Behind the scenes, Mel was unraveling. But in public, he was flying private and pulling six-figure book deals — $125,000 for five months of ghostwriting, to be exact. “It was lucrative… and he couldn’t have been an out, gay man and remained associated with these people,” Mike said. “So he stayed closeted until my sister and I got through college.”
Once his kids graduated, Mel left the church — and never looked back. He came out, fell in love with his husband, Gary Nixon, and pivoted to queer activism with the same passion he once used to sell God’s word on TV. In 1998, the couple co-foundedSoulforce, a group rooted in nonviolent resistance to confront religious-based LGBTQ+ oppression. The two also went on to compete together as a father/son duo on both The Amazing Race 14 and The Amazing Race: Unfinished Business.
“My dad would go around the country to religious colleges with gay students and have them bear witness to the harm that was being caused,” Mike said. “His gay activism was specifically targeted toward trying to convince the religious right and those that he had worked for prior.”

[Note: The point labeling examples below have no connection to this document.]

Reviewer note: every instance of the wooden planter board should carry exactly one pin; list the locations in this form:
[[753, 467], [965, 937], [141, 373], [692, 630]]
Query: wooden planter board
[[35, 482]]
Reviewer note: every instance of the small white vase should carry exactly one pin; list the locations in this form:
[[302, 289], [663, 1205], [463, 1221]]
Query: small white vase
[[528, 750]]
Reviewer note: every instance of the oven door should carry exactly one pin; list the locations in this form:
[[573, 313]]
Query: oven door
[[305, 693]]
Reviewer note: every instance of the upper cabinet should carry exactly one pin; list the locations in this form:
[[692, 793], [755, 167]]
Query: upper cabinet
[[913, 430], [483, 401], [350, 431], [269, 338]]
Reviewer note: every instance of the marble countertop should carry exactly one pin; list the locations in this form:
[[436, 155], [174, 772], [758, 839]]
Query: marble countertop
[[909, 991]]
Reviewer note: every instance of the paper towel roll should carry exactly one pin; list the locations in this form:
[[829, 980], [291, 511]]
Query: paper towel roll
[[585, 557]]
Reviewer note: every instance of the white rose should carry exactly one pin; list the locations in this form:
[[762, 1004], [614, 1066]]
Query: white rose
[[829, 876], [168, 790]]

It’s a legacy not lost on Mike. At the 2022 Emmys, he thanked Mel during his acceptance speech, calling him out as “struggling,” but clearly with deep love. And when you look closely at The White Lotus — its tenderness, its queerness, its tragic comedy — you start to see the story of a father and son who both learned, in very different ways, that living your truth might just be the most radical act of all.